Data Science Project on Area and Population

In this project we’ll use the size of points to indicate the area and populations of California cities. We would like a legend that specifies the scale of the sizes of the points, and we’ll accomplish this by plotting some labeled data with no entries.

You can download the dataset required for this project from here.

import pandas as pd
cities = pd.read_csv("california_cities.csv")
print(cities.head())

# extracting the data we ar interested in
latitude, longitude = cities["latd"], cities["longd"]
population, area = cities["population_total"], cities["area_total_km2"]

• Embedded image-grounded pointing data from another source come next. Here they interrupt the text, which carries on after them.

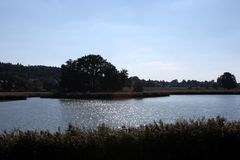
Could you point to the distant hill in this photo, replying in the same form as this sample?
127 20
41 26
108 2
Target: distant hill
17 77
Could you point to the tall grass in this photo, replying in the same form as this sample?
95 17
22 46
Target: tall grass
213 138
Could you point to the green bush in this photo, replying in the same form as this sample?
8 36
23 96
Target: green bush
213 138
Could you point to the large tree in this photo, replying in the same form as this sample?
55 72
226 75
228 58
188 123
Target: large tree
91 73
227 80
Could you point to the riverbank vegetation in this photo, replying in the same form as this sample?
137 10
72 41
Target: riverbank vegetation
93 73
213 138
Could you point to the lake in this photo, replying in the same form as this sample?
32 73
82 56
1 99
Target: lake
56 114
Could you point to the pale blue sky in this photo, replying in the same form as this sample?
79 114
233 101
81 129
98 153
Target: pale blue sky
153 39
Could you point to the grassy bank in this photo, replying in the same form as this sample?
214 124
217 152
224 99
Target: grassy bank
148 92
200 139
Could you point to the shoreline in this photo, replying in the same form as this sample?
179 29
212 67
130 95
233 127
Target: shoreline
6 96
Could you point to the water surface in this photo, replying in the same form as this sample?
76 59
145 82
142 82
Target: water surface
55 114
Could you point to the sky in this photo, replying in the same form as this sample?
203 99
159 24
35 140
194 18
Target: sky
152 39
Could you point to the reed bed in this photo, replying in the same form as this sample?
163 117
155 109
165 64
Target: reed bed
213 138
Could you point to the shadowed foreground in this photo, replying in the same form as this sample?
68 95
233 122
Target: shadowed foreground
200 139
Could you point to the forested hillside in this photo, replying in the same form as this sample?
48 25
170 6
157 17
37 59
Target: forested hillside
17 77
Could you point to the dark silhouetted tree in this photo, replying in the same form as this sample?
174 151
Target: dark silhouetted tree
227 80
91 73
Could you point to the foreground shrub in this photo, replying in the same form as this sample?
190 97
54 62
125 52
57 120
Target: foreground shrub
195 139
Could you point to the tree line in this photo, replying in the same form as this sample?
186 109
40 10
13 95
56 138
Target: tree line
17 77
91 73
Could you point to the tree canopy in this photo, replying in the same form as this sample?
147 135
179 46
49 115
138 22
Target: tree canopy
227 80
17 77
91 73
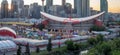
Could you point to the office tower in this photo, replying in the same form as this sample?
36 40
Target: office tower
63 3
4 9
14 8
48 4
25 11
104 7
82 7
20 7
34 10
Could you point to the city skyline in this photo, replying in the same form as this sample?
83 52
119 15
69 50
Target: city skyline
113 5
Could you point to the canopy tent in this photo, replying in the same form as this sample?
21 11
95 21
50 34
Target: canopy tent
7 46
16 23
5 31
71 20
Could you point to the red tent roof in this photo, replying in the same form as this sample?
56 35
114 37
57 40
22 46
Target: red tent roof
5 31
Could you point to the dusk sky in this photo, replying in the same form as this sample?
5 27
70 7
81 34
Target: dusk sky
114 5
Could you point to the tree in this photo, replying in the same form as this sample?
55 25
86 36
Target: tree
97 28
19 50
92 41
49 46
100 38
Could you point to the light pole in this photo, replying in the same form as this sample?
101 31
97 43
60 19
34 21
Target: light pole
43 5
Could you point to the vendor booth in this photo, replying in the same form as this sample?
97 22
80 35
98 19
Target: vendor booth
7 32
7 46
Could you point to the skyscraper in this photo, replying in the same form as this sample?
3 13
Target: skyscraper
82 7
63 3
20 7
4 9
104 7
14 8
34 10
48 4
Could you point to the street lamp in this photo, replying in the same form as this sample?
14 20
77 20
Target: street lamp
43 5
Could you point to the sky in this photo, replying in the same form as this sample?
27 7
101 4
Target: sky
114 5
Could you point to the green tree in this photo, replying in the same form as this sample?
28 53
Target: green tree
19 50
100 38
104 48
92 41
49 46
97 28
37 49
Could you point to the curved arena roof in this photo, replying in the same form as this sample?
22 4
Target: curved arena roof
72 20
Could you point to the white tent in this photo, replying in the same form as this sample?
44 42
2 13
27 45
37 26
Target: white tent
7 46
31 42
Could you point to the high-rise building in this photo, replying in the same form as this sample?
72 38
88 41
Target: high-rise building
48 4
14 8
104 7
34 10
82 7
25 11
4 9
20 7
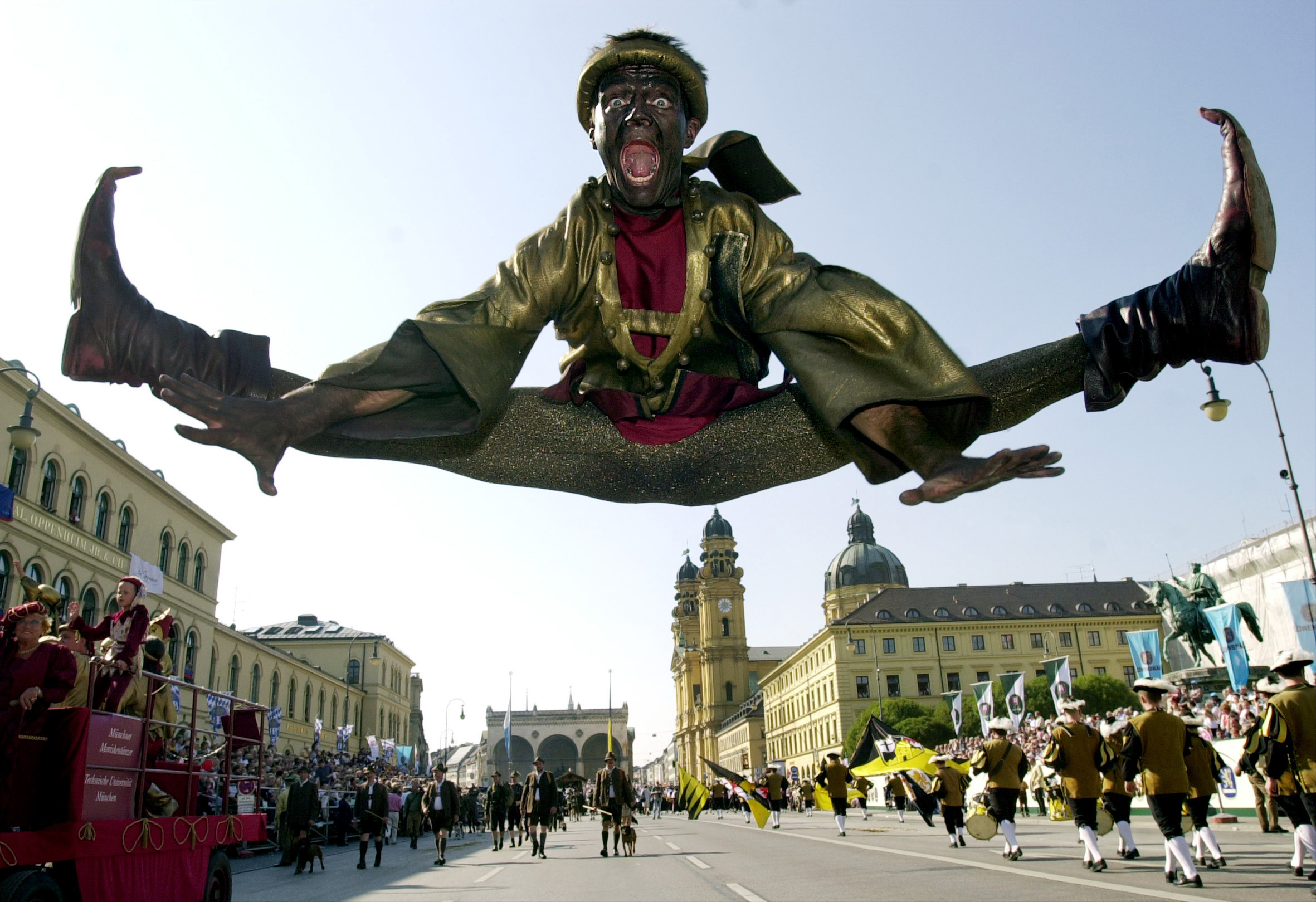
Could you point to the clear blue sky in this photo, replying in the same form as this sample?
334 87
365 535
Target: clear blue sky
320 172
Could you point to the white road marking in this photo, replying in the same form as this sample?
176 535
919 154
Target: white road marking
481 880
983 866
744 893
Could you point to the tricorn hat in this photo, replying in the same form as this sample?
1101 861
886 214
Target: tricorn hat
642 48
1291 656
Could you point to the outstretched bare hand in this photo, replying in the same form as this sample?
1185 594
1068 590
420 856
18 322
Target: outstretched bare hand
962 475
257 430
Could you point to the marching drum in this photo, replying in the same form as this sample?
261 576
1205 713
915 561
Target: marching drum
981 825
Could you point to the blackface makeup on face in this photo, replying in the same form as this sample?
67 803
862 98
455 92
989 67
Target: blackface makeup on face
640 131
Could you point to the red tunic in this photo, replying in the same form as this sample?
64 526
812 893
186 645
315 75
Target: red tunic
652 276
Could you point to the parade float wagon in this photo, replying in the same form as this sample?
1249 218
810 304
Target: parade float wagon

# to scatter the points, using size and color but without label
import numpy as np
import matplotlib.pyplot as plt
import seaborn
seaborn.set()
plt.scatter(longitude, latitude, label=None, c=np.log10(population),
            cmap='viridis', s=area, linewidth=0, alpha=0.5)
plt.axis(aspect='equal')
plt.xlabel('Longitude')
plt.ylabel('Longitude')
plt.colorbar(label='log$_{10}$(population)')
plt.clim(3, 7)
# now we will craete a legend, we will plot empty lists with the desired size and label
for area in [100, 300, 500]:
    plt.scatter([], [], c='k', alpha=0.3, s=area, label=str(area) + 'km$^2$')
plt.legend(scatterpoints=1, frameon=False, labelspacing=1, title='City Areas')
plt.title("Area and Population of California Cities")
plt.show()